[SPARK-48798][PYTHON] Introduce `spark.profile.render` for SparkSession-based profiling #47202

ueshin · 2024-07-03T21:24:00Z

What changes were proposed in this pull request?

Introduces spark.profile.render for SparkSession-based profiling.

It uses flameprof for the default renderer.

$ pip install flameprof

run pyspark on Jupyter notebook:

from pyspark.sql.functions import pandas_udf

spark.conf.set("spark.sql.pyspark.udf.profiler", "perf")

df = spark.range(10)

@pandas_udf("long")
def add1(x):
    return x + 1

added = df.select(add1("id"))
added.show()

spark.profile.render(id=2)

On CLI, it will return svg source string.

'<?xml version="1.0" standalone="no"?>\n<!DOCTYPE svg  ...

Currently only renderer="flameprof" for type="perf" is supported as a builtin renderer.

You can also pass an arbitrary renderer.

def render_perf(stats):
    ...
spark.profile.render(id=2, type="perf", renderer=render_perf)

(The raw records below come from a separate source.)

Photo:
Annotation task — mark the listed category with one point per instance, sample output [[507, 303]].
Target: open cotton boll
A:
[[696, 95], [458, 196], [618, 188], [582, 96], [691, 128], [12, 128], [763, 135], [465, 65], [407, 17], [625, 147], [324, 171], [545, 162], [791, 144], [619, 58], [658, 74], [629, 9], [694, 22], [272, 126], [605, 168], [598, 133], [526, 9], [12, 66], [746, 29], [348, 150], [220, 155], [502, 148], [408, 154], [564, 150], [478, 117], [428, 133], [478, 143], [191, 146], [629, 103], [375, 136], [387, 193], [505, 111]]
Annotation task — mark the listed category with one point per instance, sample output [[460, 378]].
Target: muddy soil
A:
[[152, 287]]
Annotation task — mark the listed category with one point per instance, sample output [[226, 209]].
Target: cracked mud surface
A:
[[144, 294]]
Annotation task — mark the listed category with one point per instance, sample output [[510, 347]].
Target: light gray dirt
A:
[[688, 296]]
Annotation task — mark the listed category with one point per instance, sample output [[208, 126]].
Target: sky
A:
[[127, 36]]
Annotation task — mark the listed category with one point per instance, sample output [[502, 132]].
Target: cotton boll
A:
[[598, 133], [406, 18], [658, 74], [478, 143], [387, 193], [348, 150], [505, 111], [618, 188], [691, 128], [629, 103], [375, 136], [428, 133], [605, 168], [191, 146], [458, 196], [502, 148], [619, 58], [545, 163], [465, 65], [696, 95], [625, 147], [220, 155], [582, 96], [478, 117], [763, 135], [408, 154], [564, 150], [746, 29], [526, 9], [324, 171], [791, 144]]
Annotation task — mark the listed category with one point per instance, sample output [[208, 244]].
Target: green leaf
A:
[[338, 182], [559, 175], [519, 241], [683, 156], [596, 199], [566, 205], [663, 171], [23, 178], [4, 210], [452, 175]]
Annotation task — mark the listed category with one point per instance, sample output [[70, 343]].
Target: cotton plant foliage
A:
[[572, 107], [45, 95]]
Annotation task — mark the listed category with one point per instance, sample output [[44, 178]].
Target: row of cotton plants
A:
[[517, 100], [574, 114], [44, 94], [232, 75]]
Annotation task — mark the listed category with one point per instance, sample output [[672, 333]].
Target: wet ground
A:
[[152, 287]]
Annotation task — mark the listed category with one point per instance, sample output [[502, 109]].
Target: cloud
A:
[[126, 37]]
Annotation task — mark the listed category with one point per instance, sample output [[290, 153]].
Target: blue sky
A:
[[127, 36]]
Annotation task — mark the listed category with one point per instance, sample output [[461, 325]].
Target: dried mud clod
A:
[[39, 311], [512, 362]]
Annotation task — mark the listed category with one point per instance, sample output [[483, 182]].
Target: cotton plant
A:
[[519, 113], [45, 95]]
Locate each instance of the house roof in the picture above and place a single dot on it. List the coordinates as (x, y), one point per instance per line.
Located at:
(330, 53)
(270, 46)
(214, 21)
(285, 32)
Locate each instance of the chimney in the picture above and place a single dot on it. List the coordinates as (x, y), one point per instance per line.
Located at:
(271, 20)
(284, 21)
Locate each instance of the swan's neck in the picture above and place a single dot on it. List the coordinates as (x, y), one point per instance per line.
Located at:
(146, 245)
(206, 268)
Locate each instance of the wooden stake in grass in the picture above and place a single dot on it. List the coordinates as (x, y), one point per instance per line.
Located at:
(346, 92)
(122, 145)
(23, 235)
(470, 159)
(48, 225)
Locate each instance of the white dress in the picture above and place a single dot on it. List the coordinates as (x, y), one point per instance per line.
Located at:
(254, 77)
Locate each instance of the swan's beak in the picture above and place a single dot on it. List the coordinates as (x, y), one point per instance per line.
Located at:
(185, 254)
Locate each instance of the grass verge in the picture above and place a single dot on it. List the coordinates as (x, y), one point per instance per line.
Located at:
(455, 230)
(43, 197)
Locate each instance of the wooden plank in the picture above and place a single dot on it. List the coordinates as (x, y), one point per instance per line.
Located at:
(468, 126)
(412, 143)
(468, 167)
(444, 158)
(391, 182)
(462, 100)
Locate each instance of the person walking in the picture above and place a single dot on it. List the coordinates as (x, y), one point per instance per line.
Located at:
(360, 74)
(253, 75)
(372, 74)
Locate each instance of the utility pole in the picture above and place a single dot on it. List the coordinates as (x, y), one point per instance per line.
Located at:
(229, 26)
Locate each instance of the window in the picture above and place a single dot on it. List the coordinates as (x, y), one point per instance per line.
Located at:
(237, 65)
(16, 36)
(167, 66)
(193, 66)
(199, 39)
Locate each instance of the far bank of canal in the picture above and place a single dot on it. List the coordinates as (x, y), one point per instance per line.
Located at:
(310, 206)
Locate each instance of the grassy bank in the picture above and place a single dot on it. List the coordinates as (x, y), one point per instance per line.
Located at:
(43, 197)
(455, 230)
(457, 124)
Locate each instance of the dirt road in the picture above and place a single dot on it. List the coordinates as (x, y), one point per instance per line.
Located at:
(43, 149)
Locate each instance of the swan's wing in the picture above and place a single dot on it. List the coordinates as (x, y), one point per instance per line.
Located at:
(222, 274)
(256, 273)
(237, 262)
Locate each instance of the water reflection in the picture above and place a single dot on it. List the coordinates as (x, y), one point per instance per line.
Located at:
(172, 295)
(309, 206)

def render_memory(codemap):
    ...
spark.profile.render(id=2, type="memory", renderer=render_memory)

Why are the changes needed?

Better debuggability.

Does this PR introduce any user-facing change?

Yes, spark.profile.render will be available.

How was this patch tested?

Added/updated the related tests, and manually.

Was this patch authored or co-authored using generative AI tooling?

No.

python/pyspark/sql/profiler.py

xinrong-meng · 2024-07-03T22:33:50Z

LGTM, thank you for working on that!

ueshin · 2024-07-08T22:46:05Z

The test failures seem not related to this PR.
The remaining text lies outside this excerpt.